The king nodded. “Perhaps,” he said icily. “But Grand Inquisitor Quiroga has written to us praising Judge Mendoza for his cooperation, and he has mentioned your name in connection with the murders of his officials.”
It seemed to Villareal that a howling, cold wind was blowing through the room. He felt dizzy and light-headed and wished that he could sink into the floor and vanish.
“Sire, this is a conspiracy to blacken my name. You know that I have always served you well.”
“Indeed. But now your services are no longer required. You are no longer my counselor, and you are no longer welcome at court. You may return to your estates, but you will no longer travel anywhere with more than four servants.”
“Your Majesty—”
Philip smiled. It was an odd, disturbing smile without a trace of warmth, humor or understanding, a smile that told Villareal the conversation was now over and so was his career. He bowed deeply and left the room, and as the door closed behind him, he knew that he would never be coming back.
• • •
ON SUNDAY, Mendoza went to church early and lit two candles, one for Daniel and one for Martín, and waited for the congregants to arrive. He was pleased to see Elena among them, and he was even happier to see that she was without her husband. After all this time, he was not confident that she might still have any interest in him, but as soon as he saw her lips part with pleasure beneath the veil, he knew that he had no need to worry. When the service was over, he went outside and waited for an opportunity to speak to her and suppressed his impatience when he saw Saravia waddling toward him.
“There you are, Mendoza,”
the judge said, looking at him suspiciously. “I heard you were back, but you didn’t come to see me.”

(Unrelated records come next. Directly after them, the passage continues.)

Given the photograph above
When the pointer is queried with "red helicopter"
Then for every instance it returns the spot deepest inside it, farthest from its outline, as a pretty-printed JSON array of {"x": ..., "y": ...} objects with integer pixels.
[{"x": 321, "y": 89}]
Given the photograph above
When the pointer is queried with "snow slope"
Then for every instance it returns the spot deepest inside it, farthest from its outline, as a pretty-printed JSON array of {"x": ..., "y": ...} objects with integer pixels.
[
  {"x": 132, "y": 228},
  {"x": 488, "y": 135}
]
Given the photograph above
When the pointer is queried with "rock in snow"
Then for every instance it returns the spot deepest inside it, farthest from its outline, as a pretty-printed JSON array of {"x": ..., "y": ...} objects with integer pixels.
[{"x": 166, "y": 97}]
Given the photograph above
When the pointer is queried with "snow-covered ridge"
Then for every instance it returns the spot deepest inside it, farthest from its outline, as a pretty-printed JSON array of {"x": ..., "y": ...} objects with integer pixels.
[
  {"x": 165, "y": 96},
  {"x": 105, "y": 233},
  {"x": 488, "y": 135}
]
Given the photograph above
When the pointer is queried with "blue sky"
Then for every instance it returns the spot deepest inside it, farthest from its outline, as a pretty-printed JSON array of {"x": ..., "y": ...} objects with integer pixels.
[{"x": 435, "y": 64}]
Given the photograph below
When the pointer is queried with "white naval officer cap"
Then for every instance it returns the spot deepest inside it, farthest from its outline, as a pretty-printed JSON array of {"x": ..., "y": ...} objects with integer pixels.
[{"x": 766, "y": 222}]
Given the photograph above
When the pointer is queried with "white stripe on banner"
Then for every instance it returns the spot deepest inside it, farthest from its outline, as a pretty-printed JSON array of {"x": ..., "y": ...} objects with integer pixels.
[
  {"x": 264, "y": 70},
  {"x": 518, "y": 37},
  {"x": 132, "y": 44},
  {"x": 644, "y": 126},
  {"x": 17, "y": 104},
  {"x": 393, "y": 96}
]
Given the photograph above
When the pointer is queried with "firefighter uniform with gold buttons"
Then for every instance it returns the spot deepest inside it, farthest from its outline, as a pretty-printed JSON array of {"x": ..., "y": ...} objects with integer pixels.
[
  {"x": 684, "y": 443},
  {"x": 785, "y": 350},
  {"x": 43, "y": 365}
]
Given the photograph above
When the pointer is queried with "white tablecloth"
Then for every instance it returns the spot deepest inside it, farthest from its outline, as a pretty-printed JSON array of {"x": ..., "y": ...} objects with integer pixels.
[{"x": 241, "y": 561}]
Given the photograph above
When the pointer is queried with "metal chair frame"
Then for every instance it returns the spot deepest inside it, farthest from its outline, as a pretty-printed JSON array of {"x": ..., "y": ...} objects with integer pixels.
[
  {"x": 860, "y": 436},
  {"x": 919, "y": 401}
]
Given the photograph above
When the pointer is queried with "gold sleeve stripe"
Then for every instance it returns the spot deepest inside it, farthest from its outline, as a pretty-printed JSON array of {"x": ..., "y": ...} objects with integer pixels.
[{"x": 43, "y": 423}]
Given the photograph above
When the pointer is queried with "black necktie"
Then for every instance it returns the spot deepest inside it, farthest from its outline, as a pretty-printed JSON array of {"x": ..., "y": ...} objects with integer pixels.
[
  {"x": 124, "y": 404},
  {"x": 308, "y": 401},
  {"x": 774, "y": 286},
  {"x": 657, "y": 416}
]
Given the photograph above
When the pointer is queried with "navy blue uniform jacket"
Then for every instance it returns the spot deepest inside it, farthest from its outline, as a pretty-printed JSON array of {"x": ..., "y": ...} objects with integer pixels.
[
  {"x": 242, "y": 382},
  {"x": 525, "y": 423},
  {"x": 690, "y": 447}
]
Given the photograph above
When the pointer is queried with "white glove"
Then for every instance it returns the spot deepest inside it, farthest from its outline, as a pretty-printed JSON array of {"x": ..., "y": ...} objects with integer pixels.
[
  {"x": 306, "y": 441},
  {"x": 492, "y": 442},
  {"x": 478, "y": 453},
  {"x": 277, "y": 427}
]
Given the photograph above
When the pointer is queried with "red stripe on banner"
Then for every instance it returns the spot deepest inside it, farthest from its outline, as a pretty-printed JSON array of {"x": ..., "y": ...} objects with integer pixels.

“I arrived late yesterday afternoon, Your Worship. I intended to report to you first thing tomorrow.”
“Did you? And did you know that the king was preparing to send three thousand troops to Cardona and he has now reversed his decision? Did you know the Marquis of Villareal has been dismissed from his post and expelled from the court? No one seems to know why, but they’re saying he will be lucky to escape criminal charges.”
“I was unaware of that, sir.”
“Well, you can give me a full report tomorrow.”
Mendoza promised that he would, and as the judge wandered off to speak to a group of lawyers, he saw Elena with the corner of his eye, gracefully maneuvering her way through the crowd toward him with her maidservant, like the figurehead of a ship.
“Licenciado Mendoza!” she said. “You have descended from the mountains. Have you brought the stone tablets with you?”
“Unfortunately, I was unable to find them, Doña Elena.” He bowed. “I returned yesterday.”
“But was your mission successful?”
“As much as could be expected.”
“Well, your return is fortuitous,” she said, fluttering her fan. “On Wednesday we are having some entertainment at my house. There will be music, poetry and dancing. Will you come and play the vihuela for us?”
“Duty permitting, madam,” he said with the faintest of smiles.
“I hope it does,” she said, lowering her voice. “Because my vihuela needs tuning, and no fingers have touched its strings in your absence.”
Mendoza nodded gravely and said that he would he happy to make them sing again. He watched her leave and then moved lightly across the vast square, tapping his stick, with his black cloak trailing behind, scanning the arches and nooks and crannies in search of vice and crime as the cathedral bells rang out in celebration and the fragment of an old poem flashed through his head—“Do not be late, for I am dying, jailer / Do not be late, for I am dying”—and another voice answered back, in time with the bells, Not yet, not yet.